I saw Gwyn Prins interviewed on CBC today. He is a strong critic of Kyoto and seems at first to agree with Bush and Harper but for the most part only in a critique of Kyoto. While Prins' critique of Kyoto is to a considerable extend well taken his alternative is pure fantasy and just encourages more hot air and less action. There is an article by Steve Rayner and Prins in the National Post back in October.
Do these experts really expect the US, Canada, China, and India to place the matter of global warming on a war footing. What on earth would this do to the Oil Sands Project. Is Canada or the US willing to in effect close it down. I wouldn't hold my breath. While Kyoto may have failed the alternative recommended by these experts is certainly to fail for exactly the same reason as Kyoto failed, polluting countries refused to actually follow through on their agreements for the most part and what these experts recommend is even less likely to be followed. What the experts are doing in reality is a form of apologetics for those with the worst environmental records since their positive recommendations are pure fantasy. None of the major polluters are going to put energy research and development on a wartime footing.
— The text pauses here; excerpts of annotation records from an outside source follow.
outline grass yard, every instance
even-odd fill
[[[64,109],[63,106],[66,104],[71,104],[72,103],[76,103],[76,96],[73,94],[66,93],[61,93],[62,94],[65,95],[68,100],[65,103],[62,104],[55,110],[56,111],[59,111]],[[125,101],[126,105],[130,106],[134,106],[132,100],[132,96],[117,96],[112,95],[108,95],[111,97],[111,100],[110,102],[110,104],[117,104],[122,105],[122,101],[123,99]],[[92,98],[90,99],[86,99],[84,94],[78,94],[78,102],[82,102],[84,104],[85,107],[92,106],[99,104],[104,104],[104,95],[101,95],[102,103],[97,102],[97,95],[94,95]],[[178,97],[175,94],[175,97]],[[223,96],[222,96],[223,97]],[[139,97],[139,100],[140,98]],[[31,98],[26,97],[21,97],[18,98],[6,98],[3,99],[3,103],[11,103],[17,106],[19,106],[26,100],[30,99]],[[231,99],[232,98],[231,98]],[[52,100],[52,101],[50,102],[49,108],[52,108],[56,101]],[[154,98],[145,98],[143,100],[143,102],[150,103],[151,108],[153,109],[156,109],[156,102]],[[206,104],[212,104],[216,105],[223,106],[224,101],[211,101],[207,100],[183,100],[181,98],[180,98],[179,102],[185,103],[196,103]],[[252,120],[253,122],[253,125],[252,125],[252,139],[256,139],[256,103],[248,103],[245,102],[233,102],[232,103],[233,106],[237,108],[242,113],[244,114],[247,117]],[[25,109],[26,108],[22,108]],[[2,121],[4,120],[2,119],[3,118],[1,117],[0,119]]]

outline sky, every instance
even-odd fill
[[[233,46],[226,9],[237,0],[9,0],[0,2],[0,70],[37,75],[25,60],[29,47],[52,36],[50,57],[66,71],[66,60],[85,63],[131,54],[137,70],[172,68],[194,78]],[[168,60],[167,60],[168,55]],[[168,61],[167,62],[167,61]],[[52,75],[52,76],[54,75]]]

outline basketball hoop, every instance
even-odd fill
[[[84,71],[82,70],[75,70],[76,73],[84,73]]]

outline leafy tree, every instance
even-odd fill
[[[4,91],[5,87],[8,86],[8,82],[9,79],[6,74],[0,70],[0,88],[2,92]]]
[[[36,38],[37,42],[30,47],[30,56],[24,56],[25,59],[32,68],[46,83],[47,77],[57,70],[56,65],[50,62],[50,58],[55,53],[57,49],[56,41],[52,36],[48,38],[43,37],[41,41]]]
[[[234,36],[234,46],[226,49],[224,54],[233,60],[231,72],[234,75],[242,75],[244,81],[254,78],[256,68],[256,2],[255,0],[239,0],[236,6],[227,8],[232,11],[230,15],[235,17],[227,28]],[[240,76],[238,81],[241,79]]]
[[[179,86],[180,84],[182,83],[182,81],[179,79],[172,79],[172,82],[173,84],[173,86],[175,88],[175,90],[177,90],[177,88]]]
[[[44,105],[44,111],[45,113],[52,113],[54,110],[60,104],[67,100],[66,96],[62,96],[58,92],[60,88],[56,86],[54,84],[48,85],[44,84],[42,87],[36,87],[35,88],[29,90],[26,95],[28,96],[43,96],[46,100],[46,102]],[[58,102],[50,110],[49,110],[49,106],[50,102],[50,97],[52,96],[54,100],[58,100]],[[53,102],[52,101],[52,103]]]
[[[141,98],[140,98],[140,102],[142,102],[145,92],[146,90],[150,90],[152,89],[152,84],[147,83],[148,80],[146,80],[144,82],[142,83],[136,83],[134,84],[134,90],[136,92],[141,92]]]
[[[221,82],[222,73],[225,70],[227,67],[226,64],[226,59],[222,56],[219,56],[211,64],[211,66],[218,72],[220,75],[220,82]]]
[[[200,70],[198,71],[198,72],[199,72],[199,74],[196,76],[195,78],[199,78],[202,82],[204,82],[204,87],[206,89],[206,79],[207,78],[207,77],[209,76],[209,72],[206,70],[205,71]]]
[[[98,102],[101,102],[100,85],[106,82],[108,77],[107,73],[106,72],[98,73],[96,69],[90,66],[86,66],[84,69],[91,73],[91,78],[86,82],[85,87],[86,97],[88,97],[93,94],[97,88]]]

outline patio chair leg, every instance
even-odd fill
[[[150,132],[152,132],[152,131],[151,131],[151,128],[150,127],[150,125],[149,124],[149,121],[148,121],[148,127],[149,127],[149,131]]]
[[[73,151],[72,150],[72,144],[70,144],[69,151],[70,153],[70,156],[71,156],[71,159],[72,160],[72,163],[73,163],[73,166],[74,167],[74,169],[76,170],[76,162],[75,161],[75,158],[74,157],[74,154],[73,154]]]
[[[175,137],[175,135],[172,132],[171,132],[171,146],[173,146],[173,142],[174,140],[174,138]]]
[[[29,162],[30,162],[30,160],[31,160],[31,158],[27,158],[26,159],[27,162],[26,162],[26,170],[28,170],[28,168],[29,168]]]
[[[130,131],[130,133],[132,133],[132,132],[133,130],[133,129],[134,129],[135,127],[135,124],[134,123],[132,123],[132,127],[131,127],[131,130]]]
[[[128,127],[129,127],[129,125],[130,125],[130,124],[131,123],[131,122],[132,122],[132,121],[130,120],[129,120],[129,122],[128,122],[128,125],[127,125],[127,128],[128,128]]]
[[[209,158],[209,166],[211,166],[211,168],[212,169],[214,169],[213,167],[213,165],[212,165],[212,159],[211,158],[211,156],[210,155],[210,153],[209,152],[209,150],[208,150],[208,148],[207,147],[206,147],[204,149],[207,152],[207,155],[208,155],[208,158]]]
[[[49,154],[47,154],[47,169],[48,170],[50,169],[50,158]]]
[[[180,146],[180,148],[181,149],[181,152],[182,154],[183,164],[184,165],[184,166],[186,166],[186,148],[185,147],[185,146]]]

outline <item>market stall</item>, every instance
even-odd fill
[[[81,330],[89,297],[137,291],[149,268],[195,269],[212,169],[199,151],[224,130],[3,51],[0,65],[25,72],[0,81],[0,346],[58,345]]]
Well they might rhetorically,but it would be like the war on poverty a war that is lost or forgotten.
What is needed is a massive increase in spending on clean-energy technologies, say Prins and Rayner, who want energy research and development placed on "wartime footing."
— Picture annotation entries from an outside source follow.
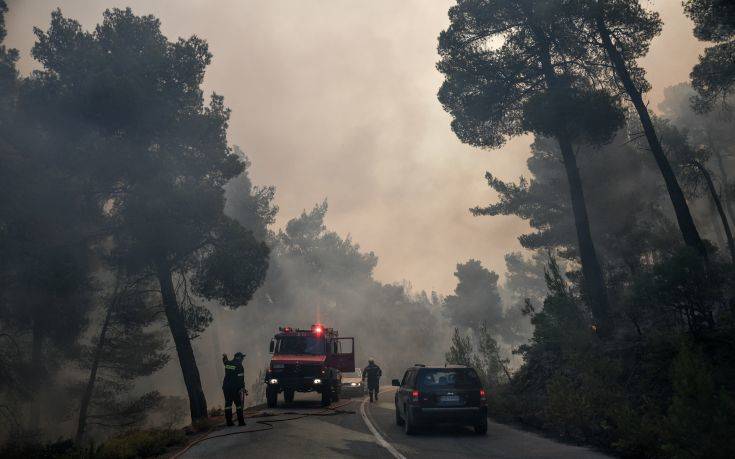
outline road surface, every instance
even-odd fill
[[[392,388],[384,388],[377,403],[343,399],[331,410],[322,409],[316,395],[296,394],[293,405],[279,405],[266,414],[249,418],[245,427],[211,433],[182,457],[607,457],[494,422],[489,423],[487,436],[478,436],[469,427],[452,426],[407,436],[395,425]]]

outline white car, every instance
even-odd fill
[[[342,373],[343,397],[361,397],[365,394],[367,386],[362,381],[362,371],[355,370],[354,373]]]

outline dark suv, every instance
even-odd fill
[[[461,365],[416,365],[393,380],[396,391],[396,424],[408,435],[422,425],[453,423],[471,425],[487,433],[487,398],[477,372]]]

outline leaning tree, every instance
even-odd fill
[[[571,0],[559,3],[563,4],[559,8],[558,21],[561,34],[572,37],[567,43],[574,46],[567,66],[587,75],[602,90],[627,95],[666,184],[682,239],[706,256],[704,242],[684,192],[643,99],[650,85],[637,59],[648,53],[651,40],[661,32],[659,15],[643,8],[639,0]]]
[[[243,162],[227,144],[222,97],[205,104],[207,43],[171,42],[158,19],[129,8],[105,11],[94,32],[57,10],[48,31],[35,33],[36,80],[64,108],[58,124],[80,133],[108,178],[98,192],[109,234],[128,273],[157,279],[192,419],[206,417],[191,341],[211,314],[194,298],[243,305],[268,264],[265,244],[223,213],[223,187]]]
[[[437,67],[445,76],[439,100],[455,134],[470,145],[500,148],[527,132],[559,144],[585,293],[603,330],[608,299],[574,145],[607,142],[623,114],[615,97],[592,89],[582,72],[565,65],[566,53],[582,45],[557,32],[559,8],[553,1],[459,0],[439,36]]]

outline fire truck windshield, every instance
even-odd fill
[[[324,338],[315,336],[282,336],[278,338],[276,354],[324,355]]]

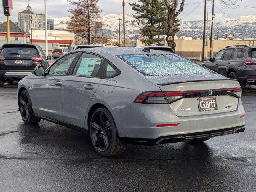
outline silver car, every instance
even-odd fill
[[[201,142],[245,129],[237,80],[171,52],[79,49],[34,74],[18,86],[24,122],[88,130],[103,156],[127,144]]]

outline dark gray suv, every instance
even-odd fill
[[[240,84],[256,84],[256,47],[226,47],[202,65]]]

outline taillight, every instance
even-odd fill
[[[31,60],[33,61],[39,62],[42,61],[42,58],[41,57],[33,57],[31,58]]]
[[[247,65],[256,65],[256,60],[244,60],[244,62]]]
[[[0,61],[3,61],[5,60],[5,57],[4,56],[0,56]]]
[[[231,89],[217,89],[216,91],[217,94],[218,93],[221,94],[222,92],[226,92],[229,94],[234,95],[239,98],[241,98],[242,96],[242,88],[241,87]]]

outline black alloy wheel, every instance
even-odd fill
[[[31,100],[26,90],[22,91],[20,95],[20,110],[21,118],[26,124],[35,124],[38,123],[41,120],[40,118],[34,116]]]
[[[91,127],[93,144],[99,151],[106,151],[111,142],[111,127],[106,116],[102,112],[96,113]]]
[[[121,154],[126,148],[127,145],[119,137],[111,113],[105,108],[100,108],[94,112],[89,131],[93,148],[102,156]]]

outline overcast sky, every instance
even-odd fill
[[[131,7],[128,5],[128,2],[136,1],[137,0],[126,0],[126,14],[131,14],[133,13]],[[49,18],[57,18],[68,16],[69,13],[67,12],[68,8],[71,6],[66,0],[48,0],[47,3],[48,12]],[[121,6],[122,0],[100,0],[99,6],[103,10],[102,15],[111,14],[122,13],[122,8]],[[180,15],[179,18],[182,20],[203,20],[204,2],[203,0],[186,0],[184,6],[184,10]],[[209,15],[212,12],[212,3],[210,0],[209,6]],[[215,0],[216,6],[220,9],[225,13],[233,18],[240,16],[248,15],[256,15],[256,4],[255,0],[239,0],[238,5],[247,6],[248,8],[237,6],[234,9],[227,8],[222,7],[218,0]],[[28,4],[28,0],[13,0],[13,14],[11,20],[14,22],[17,21],[18,13],[26,9],[26,7]],[[35,13],[44,12],[44,0],[31,0],[29,4],[32,7],[32,11]],[[2,1],[0,0],[0,5],[2,7]],[[196,7],[194,11],[193,10]],[[254,7],[252,7],[254,6]],[[2,8],[0,11],[0,20],[5,20],[6,17],[2,14]],[[191,13],[190,12],[192,12]],[[223,12],[215,8],[216,19],[220,19],[228,17]],[[187,15],[188,15],[188,16]],[[209,19],[210,19],[210,16]]]

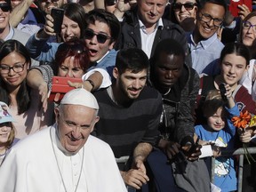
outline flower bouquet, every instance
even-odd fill
[[[236,126],[237,129],[242,129],[243,132],[245,132],[247,127],[256,126],[256,116],[251,115],[248,111],[245,111],[244,113],[240,112],[240,116],[234,116],[231,121],[233,122],[234,126]],[[249,153],[246,143],[243,143],[243,148],[249,164],[251,164],[250,159],[255,163],[256,160]]]

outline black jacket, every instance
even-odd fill
[[[157,43],[163,39],[172,38],[178,41],[188,55],[188,45],[184,30],[177,24],[163,19],[164,28],[157,28],[155,40],[152,46],[151,56],[153,55]],[[134,9],[130,14],[125,15],[125,20],[122,22],[121,35],[116,44],[116,49],[137,47],[141,48],[141,37],[140,32],[140,24],[137,18],[137,9]],[[192,66],[191,57],[186,59],[186,63]]]
[[[153,76],[150,83],[154,84]],[[178,82],[172,86],[168,94],[162,95],[164,104],[159,131],[165,140],[180,143],[186,136],[194,135],[193,112],[198,90],[198,74],[184,65]]]

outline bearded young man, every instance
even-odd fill
[[[92,134],[110,145],[125,184],[136,189],[148,181],[144,161],[156,143],[162,111],[160,93],[146,86],[148,68],[142,50],[120,50],[112,85],[94,93],[101,120]]]

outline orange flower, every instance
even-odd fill
[[[236,127],[244,129],[248,126],[251,117],[251,114],[248,111],[245,111],[244,114],[241,112],[239,116],[234,116],[231,121]]]

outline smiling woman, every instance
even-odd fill
[[[256,114],[255,102],[249,94],[246,88],[238,84],[244,72],[248,70],[250,61],[250,53],[248,48],[239,43],[229,43],[223,48],[220,58],[220,74],[216,76],[204,76],[201,82],[201,100],[199,103],[197,121],[203,117],[200,107],[210,90],[219,90],[219,84],[221,83],[229,84],[232,96],[240,111],[249,111],[251,114]]]
[[[52,123],[50,109],[43,116],[38,109],[39,95],[26,83],[31,64],[26,47],[16,40],[8,40],[0,47],[0,100],[10,108],[16,122],[17,137],[23,138]]]
[[[19,140],[15,138],[14,121],[8,106],[0,101],[0,165],[8,150]]]

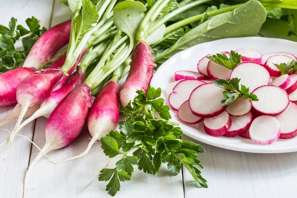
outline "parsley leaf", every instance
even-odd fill
[[[227,68],[232,70],[233,68],[241,62],[242,56],[231,50],[228,57],[226,54],[217,53],[216,55],[212,55],[206,56],[209,60],[217,64],[222,65]]]
[[[229,82],[225,79],[216,80],[213,82],[213,84],[216,86],[230,90],[223,91],[223,96],[226,99],[221,101],[222,105],[225,106],[232,103],[239,97],[251,101],[259,100],[256,95],[249,94],[249,88],[247,88],[245,86],[241,85],[240,91],[240,80],[237,78],[233,78]]]
[[[288,74],[297,70],[297,61],[292,60],[287,63],[273,64],[281,71],[281,75]]]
"It seems reasonable to expect the world's leading economies and emitters to devote as much money to this challenge as they currently spend on military research -- in the case of the United States about $80 billion a year."
Here is the critique of Kyoto:
Echoing sentiments long associated with politicians such as Canadian Prime Minister Stephen Harper and U.S. President George Bush, the report says it is time to ditch the Kyoto Protocol because the United Nations treaty has "failed."
Not only has the decade-old treaty not delivered cuts in global emissions of greenhouse gases which continue to soar, but it is the wrong tool for the job, say Gwyn Prins of the London School of Economics and Steve Rayner at Oxford. Their commentary has top billing in the influential British science journal this week.